Women’s Enterprise – Thailand


Micro Enterprise Projects for Village Women

For over 30 years, Dooley-Intermed has provided financial support to a self help, small enterprise project, training village women and displaced refugees in handicraft techniques, making marketable products and earning them much needed income.

The origin of this undertaking goes back to 1957 in the midst of war torn Laos, these desperate, hungry, sick mountain women had nothing left but fear and hopelessness. A truly remarkable lady Vanida Sounthone Mongkhone took them in, provided shelter and meals, and gave them employment, allowing them to earn income by sewing and weaving, making clothing and handicrafts native to their culture and at which by tradition they were very skilled.

This remarkable effort was interrupted when Vanida was arrested in the wake of the Communist take-over of Laos in 1975 and sent to a rural “re-education” camp for three years, which she barely survived. After her release, Vanida emigrated to Bangkok, in 1980, to continue her work helping refugees become self-sufficient.

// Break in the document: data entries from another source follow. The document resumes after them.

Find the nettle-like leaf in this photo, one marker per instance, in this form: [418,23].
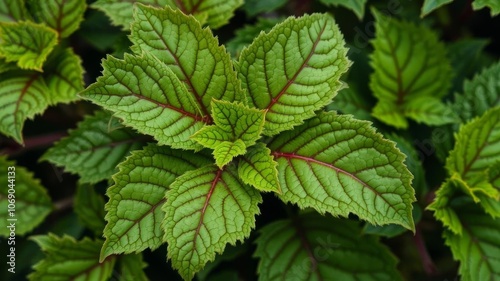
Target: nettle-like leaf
[411,74]
[133,209]
[336,164]
[477,247]
[293,70]
[314,247]
[23,200]
[68,259]
[27,43]
[94,148]
[206,209]
[64,16]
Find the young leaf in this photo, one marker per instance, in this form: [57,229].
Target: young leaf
[206,209]
[340,165]
[478,247]
[23,200]
[258,169]
[314,247]
[64,16]
[411,74]
[94,148]
[68,259]
[140,185]
[293,70]
[148,96]
[192,53]
[27,43]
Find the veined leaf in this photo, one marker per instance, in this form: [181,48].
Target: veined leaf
[27,43]
[23,96]
[357,6]
[68,259]
[140,185]
[148,96]
[64,16]
[258,169]
[431,5]
[32,204]
[13,11]
[206,209]
[478,246]
[94,148]
[411,74]
[192,53]
[340,165]
[314,247]
[492,4]
[294,70]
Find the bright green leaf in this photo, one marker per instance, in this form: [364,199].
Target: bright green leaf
[94,148]
[206,209]
[133,211]
[340,165]
[148,96]
[294,70]
[192,53]
[258,169]
[27,43]
[411,74]
[23,200]
[314,247]
[64,16]
[68,259]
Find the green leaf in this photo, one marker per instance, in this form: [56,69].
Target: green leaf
[94,148]
[206,209]
[148,96]
[68,259]
[23,200]
[64,16]
[133,211]
[431,5]
[192,53]
[27,43]
[89,206]
[314,247]
[357,6]
[293,70]
[258,169]
[478,247]
[411,74]
[492,4]
[23,96]
[479,94]
[13,11]
[340,165]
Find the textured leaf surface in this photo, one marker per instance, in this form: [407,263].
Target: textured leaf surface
[293,70]
[23,96]
[357,6]
[148,96]
[192,53]
[94,148]
[340,165]
[27,43]
[206,209]
[478,248]
[411,74]
[314,247]
[68,259]
[32,204]
[134,211]
[259,169]
[64,16]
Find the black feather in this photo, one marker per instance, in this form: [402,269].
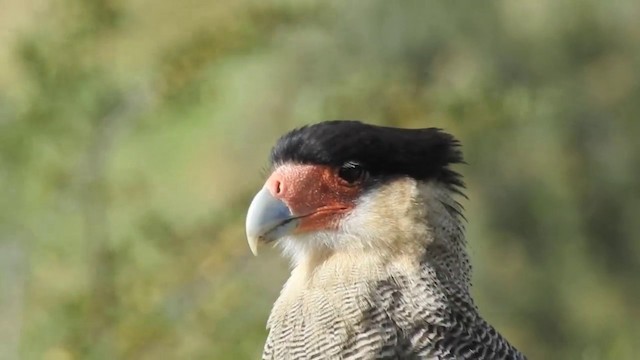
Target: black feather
[423,154]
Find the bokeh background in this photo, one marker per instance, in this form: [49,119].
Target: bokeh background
[133,134]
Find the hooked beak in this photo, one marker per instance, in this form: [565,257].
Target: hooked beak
[268,219]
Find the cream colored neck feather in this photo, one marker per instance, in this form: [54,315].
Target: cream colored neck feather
[391,232]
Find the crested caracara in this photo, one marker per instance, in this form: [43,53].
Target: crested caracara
[368,216]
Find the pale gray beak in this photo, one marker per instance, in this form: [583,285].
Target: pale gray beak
[268,219]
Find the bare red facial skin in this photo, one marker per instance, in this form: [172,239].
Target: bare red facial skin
[314,193]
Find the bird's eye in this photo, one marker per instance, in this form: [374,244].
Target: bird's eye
[352,172]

With ongoing assistance from Dooley-Intermed, Vanida has been able to restructure and expanded her program, and has established a training center in the town of Nong Khai in northern Thailand on the Lao border, with a staff of five highly skilled trainers who are expert in the techniques of sewing, weaving and handicraft design. This training program is much in demand by village women, as they know it represents an opportunity to have a better life for themselves and their family.

    Women and young girls in the villages of Asia, as well as in most of the rest of the underdeveloped world, have little, if any, opportunity, because:

  • 60-70% of the women are illiterate.
  • They have little opportunity to pursue training for job careers.
  • Educational opportunities are often a privilege only for the males.
  • Universal discrimination in affects their nutrition and health care.
  • As a result of life-long discrimination in the labor markets women continue to receive less pay than men.
  • Older women are more likely to be widowed and left to live alone facing economic hardships and are then especially vulnerable to chronic and debilitating diseases.
  • Local customs and inheritance laws, favor sons over daughters and children over wives, making women more likely than men to end up in poverty in old age.

Dooley-Intermed sees this handicraft training program as one that enables women to escape from village life, learn new skills, and earn money for themselves and their family. Most important it gives them a window to a brighter future. The achievement of social, economic and political equality together with the attainment of basic human rights will still take years to accomplish.

We are thankful for our donors continued generous help, without which none of this most important program would be possible.